12 miljoen extra voor re-integratie (ex-)gevangenen

Het kabinet gaat extra investeren om (ex-)gedetineerden te helpen bij een goede terugkeer buiten de gevangenismuren na hun straf. Vanaf dit jaar wordt hiervoor een extra bedrag oplopend tot (in totaal) 12 miljoen euro uitgetrokken. Dat heeft minister Franc Weerwind voor Rechtsbescherming aan de Tweede Kamer laten weten.

Voor om- en bijscholing van gevangenen wordt 5 miljoen euro uitgetrokken. Hiermee wordt de samenwerking tussen de Dienst Justitiële Inrichtingen en arbeidsbedrijven extra vergroot en het aanbod van onderwijs aan gevangenen verbeterd. Daarnaast wordt 5 miljoen euro besteed aan de samenwerking tussen verschillende partijen. Dit geld kan bijvoorbeeld worden ingezet om de kennisuitwisseling tussen medewerkers van de gevangenissen, de reclassering, gemeenten en zorg & veiligheidshuizen te verbeteren. Ook wordt er 2 miljoen euro extra uitgetrokken voor gemeenten in hun begeleiding van gevangenen naar werk of een woning. Gemeenten kunnen hiermee ook hulp geven op de andere basisvoorwaarden, zoals het regelen van een identiteitsbewijs, een zorg(verzekering), schuldhulp en te werken aan een goed sociaal netwerk.
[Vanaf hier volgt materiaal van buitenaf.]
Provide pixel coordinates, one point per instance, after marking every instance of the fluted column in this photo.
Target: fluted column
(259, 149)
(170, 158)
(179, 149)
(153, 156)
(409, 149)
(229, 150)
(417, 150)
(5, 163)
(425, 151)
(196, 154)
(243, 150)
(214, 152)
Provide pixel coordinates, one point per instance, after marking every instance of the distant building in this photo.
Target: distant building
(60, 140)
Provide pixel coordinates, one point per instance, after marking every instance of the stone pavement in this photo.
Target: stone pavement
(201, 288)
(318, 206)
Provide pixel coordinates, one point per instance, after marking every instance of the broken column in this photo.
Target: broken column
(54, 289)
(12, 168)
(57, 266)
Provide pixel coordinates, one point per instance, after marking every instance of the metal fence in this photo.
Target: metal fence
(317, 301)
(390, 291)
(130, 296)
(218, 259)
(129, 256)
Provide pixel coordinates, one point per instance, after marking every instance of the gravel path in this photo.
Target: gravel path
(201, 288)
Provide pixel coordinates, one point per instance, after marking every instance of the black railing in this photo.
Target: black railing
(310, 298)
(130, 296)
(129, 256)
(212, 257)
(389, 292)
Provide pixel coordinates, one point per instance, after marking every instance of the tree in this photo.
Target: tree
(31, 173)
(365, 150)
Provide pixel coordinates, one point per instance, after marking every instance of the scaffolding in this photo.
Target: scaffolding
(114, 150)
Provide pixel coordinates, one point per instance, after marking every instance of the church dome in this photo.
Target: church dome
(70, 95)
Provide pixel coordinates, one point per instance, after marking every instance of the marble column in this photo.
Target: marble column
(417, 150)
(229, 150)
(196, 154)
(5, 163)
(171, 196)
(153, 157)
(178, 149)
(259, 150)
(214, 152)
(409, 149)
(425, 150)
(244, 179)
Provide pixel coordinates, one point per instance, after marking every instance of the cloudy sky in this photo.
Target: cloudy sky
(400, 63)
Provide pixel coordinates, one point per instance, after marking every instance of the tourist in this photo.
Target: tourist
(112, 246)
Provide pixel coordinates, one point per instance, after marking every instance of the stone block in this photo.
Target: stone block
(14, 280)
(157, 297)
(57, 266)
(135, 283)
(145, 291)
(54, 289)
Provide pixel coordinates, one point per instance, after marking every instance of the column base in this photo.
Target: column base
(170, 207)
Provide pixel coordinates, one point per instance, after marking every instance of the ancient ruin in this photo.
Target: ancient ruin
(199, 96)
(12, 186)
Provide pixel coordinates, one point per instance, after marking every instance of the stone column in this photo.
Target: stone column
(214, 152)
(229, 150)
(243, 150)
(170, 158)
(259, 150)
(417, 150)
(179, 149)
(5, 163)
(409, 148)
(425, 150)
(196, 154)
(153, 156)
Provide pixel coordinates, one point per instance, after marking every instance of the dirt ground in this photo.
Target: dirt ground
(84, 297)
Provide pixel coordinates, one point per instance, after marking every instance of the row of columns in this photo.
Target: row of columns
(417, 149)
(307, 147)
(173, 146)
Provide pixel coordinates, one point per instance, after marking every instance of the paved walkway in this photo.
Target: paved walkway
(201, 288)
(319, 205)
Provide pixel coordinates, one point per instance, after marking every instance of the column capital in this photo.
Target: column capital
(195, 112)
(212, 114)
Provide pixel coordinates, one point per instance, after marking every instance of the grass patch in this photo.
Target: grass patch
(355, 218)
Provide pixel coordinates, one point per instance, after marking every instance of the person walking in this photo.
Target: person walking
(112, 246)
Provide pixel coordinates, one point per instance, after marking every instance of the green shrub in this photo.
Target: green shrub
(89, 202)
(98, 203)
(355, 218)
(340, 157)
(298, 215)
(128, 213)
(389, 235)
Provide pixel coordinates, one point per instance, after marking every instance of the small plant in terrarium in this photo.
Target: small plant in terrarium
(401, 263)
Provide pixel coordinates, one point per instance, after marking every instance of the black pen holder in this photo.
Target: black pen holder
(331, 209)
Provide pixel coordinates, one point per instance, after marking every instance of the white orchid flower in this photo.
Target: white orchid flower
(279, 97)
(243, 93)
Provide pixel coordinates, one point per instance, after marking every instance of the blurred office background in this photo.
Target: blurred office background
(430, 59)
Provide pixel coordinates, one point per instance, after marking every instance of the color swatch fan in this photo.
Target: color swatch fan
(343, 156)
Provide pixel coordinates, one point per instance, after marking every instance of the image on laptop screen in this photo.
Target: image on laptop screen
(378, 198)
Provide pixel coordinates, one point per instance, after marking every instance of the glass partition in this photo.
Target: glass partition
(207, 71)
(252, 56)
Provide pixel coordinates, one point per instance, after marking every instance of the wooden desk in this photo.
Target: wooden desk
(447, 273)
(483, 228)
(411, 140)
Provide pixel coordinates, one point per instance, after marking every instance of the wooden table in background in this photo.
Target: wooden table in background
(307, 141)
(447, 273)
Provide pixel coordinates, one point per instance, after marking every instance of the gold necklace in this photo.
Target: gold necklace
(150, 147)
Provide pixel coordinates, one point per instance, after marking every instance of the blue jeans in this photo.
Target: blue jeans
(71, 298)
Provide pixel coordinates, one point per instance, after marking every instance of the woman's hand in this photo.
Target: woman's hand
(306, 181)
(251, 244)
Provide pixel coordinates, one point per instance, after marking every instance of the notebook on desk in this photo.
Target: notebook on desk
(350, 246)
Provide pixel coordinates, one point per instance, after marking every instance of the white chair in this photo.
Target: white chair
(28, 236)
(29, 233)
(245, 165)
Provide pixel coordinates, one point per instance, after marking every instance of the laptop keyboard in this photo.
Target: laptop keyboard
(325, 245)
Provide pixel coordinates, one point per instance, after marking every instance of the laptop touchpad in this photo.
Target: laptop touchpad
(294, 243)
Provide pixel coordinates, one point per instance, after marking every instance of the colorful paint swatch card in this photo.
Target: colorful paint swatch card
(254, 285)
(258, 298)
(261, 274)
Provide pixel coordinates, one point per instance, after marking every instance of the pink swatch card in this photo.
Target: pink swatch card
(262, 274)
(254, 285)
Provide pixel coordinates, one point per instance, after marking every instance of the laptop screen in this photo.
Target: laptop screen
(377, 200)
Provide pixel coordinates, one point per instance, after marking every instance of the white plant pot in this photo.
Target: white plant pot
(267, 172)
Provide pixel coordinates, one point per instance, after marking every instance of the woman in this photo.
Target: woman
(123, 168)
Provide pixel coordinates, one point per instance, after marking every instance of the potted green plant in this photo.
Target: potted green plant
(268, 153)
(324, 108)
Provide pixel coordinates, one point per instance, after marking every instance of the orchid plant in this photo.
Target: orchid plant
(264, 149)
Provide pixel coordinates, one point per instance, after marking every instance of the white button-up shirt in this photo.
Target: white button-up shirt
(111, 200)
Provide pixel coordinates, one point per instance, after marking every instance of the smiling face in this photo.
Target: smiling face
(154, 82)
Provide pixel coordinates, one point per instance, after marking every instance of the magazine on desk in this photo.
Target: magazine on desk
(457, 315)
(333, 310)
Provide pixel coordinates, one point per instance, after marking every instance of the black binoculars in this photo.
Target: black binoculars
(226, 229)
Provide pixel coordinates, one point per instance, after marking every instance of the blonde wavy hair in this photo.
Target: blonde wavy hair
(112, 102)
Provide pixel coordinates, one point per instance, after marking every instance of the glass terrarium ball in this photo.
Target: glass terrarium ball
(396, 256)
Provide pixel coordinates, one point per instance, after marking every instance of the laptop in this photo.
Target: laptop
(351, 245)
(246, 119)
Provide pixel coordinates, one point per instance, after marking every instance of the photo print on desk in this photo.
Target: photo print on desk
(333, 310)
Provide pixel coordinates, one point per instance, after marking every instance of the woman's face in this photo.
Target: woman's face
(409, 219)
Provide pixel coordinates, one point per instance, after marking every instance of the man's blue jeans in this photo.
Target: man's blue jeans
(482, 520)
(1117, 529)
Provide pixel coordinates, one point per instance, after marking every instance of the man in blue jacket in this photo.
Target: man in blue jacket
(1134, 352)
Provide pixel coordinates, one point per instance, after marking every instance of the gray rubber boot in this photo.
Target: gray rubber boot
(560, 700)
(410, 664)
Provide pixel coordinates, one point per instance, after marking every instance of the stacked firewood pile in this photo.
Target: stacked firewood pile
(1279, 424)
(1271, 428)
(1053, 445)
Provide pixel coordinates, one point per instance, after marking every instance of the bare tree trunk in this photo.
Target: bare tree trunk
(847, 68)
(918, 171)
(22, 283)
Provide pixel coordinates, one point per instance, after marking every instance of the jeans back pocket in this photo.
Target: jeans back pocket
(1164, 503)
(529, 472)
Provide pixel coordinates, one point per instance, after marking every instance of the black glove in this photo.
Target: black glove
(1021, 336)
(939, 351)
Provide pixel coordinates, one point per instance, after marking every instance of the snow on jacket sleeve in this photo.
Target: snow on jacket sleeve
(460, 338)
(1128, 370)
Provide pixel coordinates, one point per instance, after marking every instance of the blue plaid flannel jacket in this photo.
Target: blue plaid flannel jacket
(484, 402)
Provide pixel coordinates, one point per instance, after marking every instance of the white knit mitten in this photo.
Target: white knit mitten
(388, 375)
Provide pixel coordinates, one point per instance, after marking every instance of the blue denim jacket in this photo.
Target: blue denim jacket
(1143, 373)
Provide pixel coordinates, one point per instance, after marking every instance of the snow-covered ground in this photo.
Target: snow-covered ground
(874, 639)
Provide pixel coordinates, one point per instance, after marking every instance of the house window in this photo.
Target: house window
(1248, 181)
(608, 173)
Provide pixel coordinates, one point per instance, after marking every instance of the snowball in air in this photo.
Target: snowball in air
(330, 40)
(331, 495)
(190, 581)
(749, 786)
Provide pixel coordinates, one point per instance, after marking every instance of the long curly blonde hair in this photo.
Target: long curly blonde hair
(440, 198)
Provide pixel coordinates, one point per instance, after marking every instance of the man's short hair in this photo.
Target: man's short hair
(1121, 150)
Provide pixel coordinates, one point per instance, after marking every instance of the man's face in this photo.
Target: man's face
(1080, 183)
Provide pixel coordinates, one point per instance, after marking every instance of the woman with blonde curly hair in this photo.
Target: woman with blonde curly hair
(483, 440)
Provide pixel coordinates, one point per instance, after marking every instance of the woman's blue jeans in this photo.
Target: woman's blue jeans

‘Na een misstap verdient iedereen een tweede kans. De extra investeringen gaat gedetineerden helpen op een goede manier terug te laten keren buiten de muren van een gevangenis. Zo voorkomen we dat ze minder vaak terugvallen in de criminaliteit en bieden we ze perspectief om hun leven weer op een goede en eerlijke manier in te richten’,

stelt minister Weerwind.  

ID-bewijs

Per 1 september kunnen gedetineerden vanuit de gevangenis een Nederlandse identiteitskaart aanvragen, ook al staan ze ingeschreven in een andere gemeente. Gemeenten waarin een gevangenis is gevestigd krijgen hiertoe de bevoegdheid. Voor een succesvolle re-integratie is het belangrijk dat gedetineerden al tijdens het uitzitten van hun gevangenisstraf beschikken over een identiteitsbewijs.. Zonder ID is het bijvoorbeeld niet mogelijk om werk of onderdak te vinden. Deze nieuwe werkwijze voorkomt dat gedetineerden zonder geldig ID-bewijs de gevangenis verlaten. Dit is tot stand gekomen in nauwe samenwerking met het ministerie van Binnenlandse Zaken en Koninkrijksrelaties.